¿Qué es el compliance corporativo?
En el ámbito corporativo, el término compliance hace referencia al conjunto de procedimientos y buenas prácticas adoptadas por las empresas para identificar y clasificar los riesgos operativos y legales a los que se enfrentan, estableciendo mecanismos internos de prevención, gestión, control y reacción frente a los mismos.
La palabra compliance proviene del inglés y significa "cumplimiento", haciendo referencia al cumplimiento normativo dentro de las organizaciones.
Más allá de evitar sanciones o multas, la implementación efectiva de un programa de compliance puede mejorar la reputación de la empresa, incrementar la confianza de clientes y proveedores, y proporcionar una ventaja competitiva en el mercado. Por ejemplo, una empresa con un historial sólido en cumplimiento normativo puede ser preferida por inversores y clientes, ya que minimiza el riesgo de escándalos empresariales.
La adaptación de un marco de compliance no solo se limita a grandes corporaciones, sino que es esencial también para autónomos y pequeños empresarios.
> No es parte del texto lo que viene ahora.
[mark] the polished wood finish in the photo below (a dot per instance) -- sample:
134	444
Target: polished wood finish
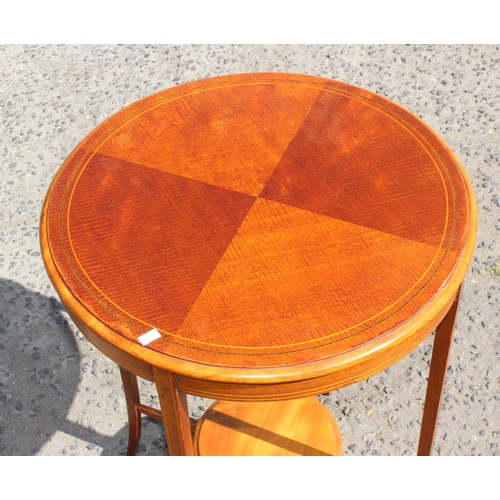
437	375
286	235
297	427
132	397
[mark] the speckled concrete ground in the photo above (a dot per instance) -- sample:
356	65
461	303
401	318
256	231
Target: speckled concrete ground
60	396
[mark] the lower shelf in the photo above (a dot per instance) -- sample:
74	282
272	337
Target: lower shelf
295	427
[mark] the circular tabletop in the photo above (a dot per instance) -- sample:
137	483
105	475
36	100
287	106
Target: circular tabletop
261	223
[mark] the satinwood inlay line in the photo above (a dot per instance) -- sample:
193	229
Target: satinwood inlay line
443	252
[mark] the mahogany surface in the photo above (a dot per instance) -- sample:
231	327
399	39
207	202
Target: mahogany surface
297	427
285	234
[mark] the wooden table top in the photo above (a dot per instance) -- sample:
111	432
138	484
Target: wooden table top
260	223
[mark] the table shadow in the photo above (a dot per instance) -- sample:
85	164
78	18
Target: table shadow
40	370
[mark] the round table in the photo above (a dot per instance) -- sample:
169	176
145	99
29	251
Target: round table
260	239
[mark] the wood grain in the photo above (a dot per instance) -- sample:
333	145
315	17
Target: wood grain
289	428
273	228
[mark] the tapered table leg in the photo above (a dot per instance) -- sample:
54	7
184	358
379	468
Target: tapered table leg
437	374
132	397
175	413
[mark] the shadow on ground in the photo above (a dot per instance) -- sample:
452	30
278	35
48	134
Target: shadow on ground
40	375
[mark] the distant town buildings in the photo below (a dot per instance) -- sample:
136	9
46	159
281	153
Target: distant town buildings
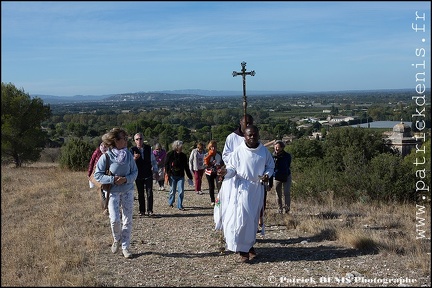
401	140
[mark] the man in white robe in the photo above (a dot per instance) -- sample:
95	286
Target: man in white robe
232	141
248	164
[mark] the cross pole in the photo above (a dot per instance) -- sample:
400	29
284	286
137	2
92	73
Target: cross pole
244	73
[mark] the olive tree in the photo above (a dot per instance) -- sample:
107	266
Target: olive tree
21	116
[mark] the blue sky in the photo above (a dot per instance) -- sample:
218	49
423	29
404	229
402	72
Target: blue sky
99	48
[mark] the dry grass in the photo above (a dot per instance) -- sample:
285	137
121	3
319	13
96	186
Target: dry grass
53	234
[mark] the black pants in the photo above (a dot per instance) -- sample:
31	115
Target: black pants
147	186
211	179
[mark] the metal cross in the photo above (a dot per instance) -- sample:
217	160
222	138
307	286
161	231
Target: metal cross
244	73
Implementar políticas adecuadas puede prevenir el mal uso de recursos y garantizar que la empresa opere de manera transparente y responsable. Un pequeño empresario que maneja datos personales de sus clientes debe asegurarse de cumplir con la normativa de protección de datos para evitar sanciones y proteger su reputación.
Existen distintos tipos de compliance según el área de la empresa a la que se apliquen: financiero, fiscal, laboral, medioambiental, tecnológico, etc. Sin embargo, el más conocido y el que ha cobrado mayor relevancia en los últimos años es el compliance penal, enfocado en la prevención de delitos dentro de la organización y en la posible exoneración de responsabilidad penal de la persona jurídica.